Elle s’appelait Edna Izzard et a enseigné l’anglais à Mowat de 1937 à 1940 à la Richmond Hill High School à Richmond Hill.

«Mademoiselle Izzard était plus ou moins une vieille dame, ajoute Mowat. Elle était très sévère, un peu une dure à cuire. Et quel sens de l’humour sardonique merveilleux. Presque tout le monde à l’école en avait peur. Elle ne mâchait pas ses mots et faisait preuve d’une honnêteté totale dans ses évaluations.»

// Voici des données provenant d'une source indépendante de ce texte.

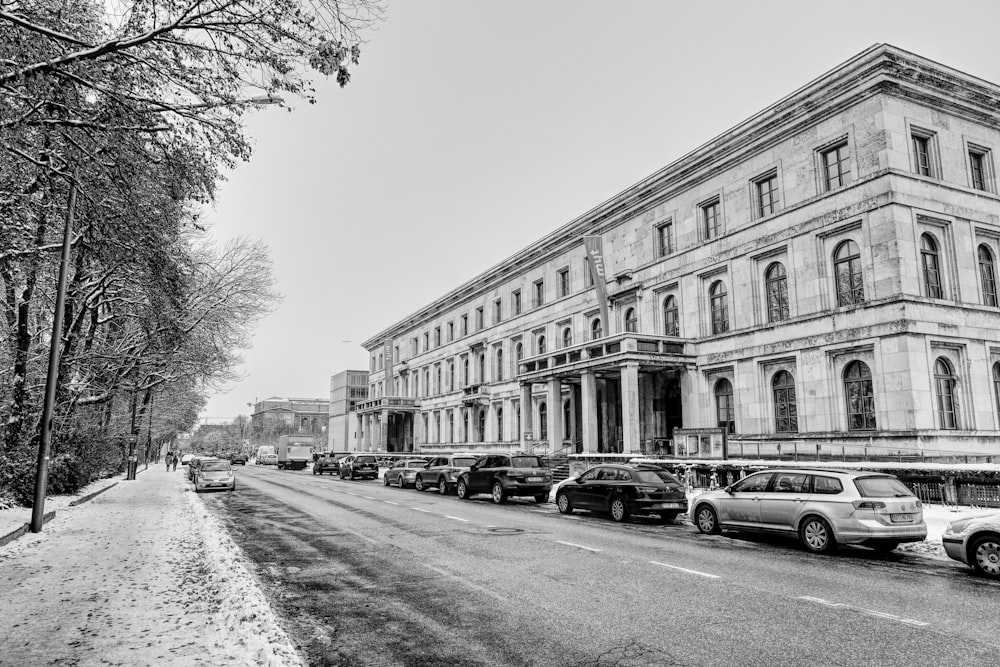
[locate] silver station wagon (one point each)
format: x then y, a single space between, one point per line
823 508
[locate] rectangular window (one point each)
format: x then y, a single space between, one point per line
924 153
836 163
710 220
980 168
766 194
664 239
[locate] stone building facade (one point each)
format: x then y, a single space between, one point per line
822 274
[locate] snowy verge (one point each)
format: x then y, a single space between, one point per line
245 614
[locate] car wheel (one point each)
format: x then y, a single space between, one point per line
984 555
563 503
816 535
499 494
707 520
618 509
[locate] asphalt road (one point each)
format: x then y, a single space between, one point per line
367 575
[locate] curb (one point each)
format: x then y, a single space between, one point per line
13 535
91 496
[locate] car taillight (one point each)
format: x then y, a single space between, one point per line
868 505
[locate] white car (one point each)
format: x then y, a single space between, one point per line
974 539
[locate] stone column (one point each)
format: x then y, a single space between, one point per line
554 400
630 408
588 396
526 419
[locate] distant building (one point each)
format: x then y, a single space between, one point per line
347 390
276 416
822 275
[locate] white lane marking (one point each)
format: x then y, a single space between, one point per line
867 612
466 582
684 569
578 546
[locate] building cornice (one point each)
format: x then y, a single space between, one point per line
879 70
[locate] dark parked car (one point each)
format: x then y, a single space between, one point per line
403 472
356 466
974 539
442 472
506 475
328 462
623 490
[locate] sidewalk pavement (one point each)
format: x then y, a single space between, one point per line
140 575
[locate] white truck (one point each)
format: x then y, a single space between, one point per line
294 451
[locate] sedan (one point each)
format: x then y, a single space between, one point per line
974 539
823 508
215 474
623 490
403 473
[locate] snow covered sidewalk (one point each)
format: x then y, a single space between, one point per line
140 575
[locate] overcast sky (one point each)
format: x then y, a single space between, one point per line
472 128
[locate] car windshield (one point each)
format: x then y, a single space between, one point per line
656 477
882 487
525 462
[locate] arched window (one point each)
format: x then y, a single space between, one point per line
671 321
847 273
996 383
786 415
944 385
720 307
631 322
931 266
776 286
987 275
724 409
860 397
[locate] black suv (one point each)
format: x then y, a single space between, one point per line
505 475
356 466
328 462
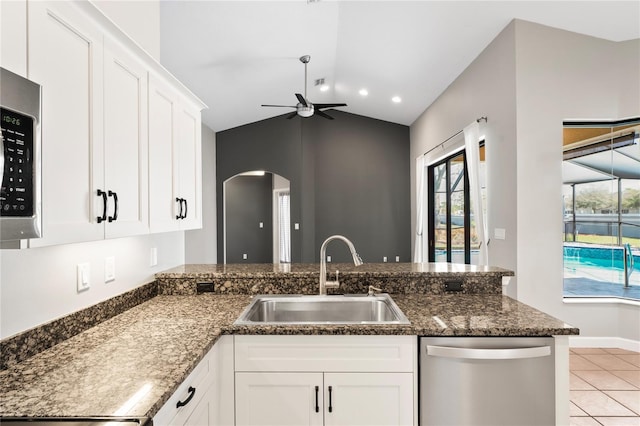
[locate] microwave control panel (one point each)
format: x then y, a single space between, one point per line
16 197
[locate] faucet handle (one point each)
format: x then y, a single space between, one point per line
333 284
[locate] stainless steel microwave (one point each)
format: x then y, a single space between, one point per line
20 160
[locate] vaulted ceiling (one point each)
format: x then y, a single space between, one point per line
237 55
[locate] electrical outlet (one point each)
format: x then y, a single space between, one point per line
109 269
153 256
83 276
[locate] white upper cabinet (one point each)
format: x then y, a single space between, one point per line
13 36
190 159
175 160
99 123
126 152
65 57
163 172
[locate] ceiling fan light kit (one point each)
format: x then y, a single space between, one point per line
304 108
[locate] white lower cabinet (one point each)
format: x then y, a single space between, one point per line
324 398
279 399
325 380
205 397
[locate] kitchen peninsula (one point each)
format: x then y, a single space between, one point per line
156 344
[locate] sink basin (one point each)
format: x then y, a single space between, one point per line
306 309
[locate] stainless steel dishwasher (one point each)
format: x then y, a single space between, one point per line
468 381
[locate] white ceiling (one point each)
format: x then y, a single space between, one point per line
237 55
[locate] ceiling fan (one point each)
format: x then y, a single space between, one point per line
305 108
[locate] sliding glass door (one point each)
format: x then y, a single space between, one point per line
449 213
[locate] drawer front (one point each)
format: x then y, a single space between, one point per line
199 379
325 353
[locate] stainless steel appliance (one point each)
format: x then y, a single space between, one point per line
489 381
20 118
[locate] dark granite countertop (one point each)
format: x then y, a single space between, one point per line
159 342
306 269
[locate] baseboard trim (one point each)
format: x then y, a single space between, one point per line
604 342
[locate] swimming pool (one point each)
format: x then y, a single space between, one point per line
591 270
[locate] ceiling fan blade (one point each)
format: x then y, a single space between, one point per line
323 114
301 99
283 106
317 106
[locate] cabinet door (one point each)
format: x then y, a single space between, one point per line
126 143
368 399
189 156
65 57
163 171
201 414
279 399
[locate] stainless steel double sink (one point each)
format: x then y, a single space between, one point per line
308 309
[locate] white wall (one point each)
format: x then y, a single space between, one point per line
201 244
563 75
39 285
531 78
139 19
486 88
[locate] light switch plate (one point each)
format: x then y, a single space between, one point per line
153 256
83 276
109 269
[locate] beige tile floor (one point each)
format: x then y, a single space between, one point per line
605 387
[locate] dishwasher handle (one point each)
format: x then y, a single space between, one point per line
488 354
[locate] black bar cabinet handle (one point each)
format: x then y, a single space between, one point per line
317 406
115 210
192 392
179 200
102 194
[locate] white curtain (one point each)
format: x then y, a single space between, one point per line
283 227
418 252
472 153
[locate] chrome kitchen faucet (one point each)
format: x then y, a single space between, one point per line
323 262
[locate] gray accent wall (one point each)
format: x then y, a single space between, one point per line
249 203
348 176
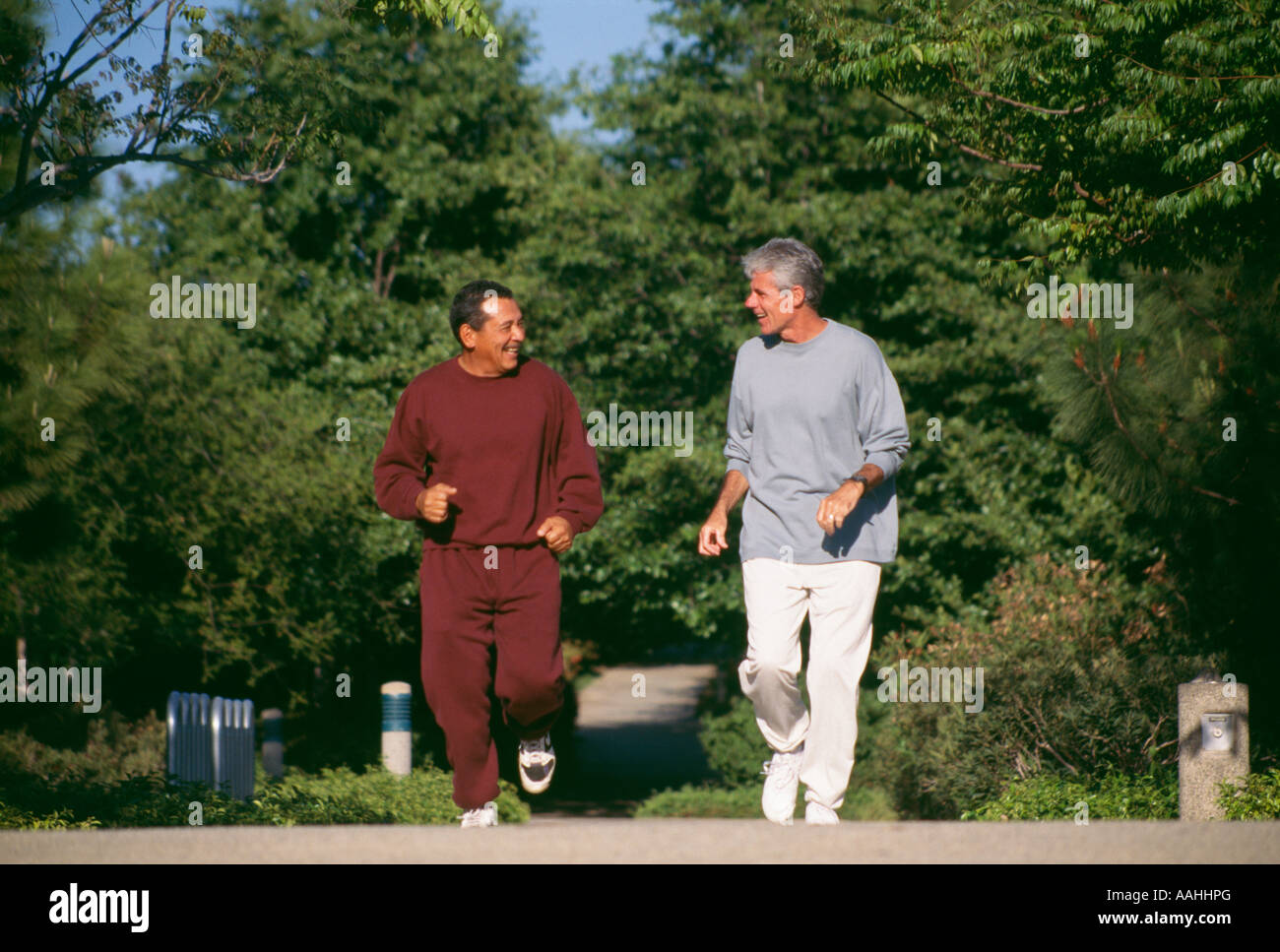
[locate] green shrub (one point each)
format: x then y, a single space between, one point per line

Sur le ton du conteur, Mowat enchaîne : «Je me rappelle la première dissertation que je lui ai remise. J’avais pris note de tout ce qui s’était dit à son sujet et était d’avis, comme tout le monde, qu’elle était une vieille pincée. J’ai donc pris des libertés avec mon texte et lui ai donné une tournure satirique.

«Elle m’a fait venir à son bureau et, me regardant droit dans les yeux, m’a dit que j’avais échoué.

«Je ne savais plus quoi penser. Puis elle a ajouté : "Vous avez échoué quant à l’objet de votre texte. Savez-vous quel devait être l’objet du texte?"

«C’était d’être intelligent, je crois.

«Elle a ajouté : "Eh bien! Vous êtes passé à côté. Vous n’étiez même pas drôle. Vous savez que vous êtes capable d’écrire. Vous l’ignorez sans doute, mais vous en avez le don. Alors, si vous voulez écrire, écrivez correctement."»

Mowat a pris cette critique comme un signe. «C’était le type d’encouragement nécessaire, pas que de simples bons mots, mais une critique sévère.»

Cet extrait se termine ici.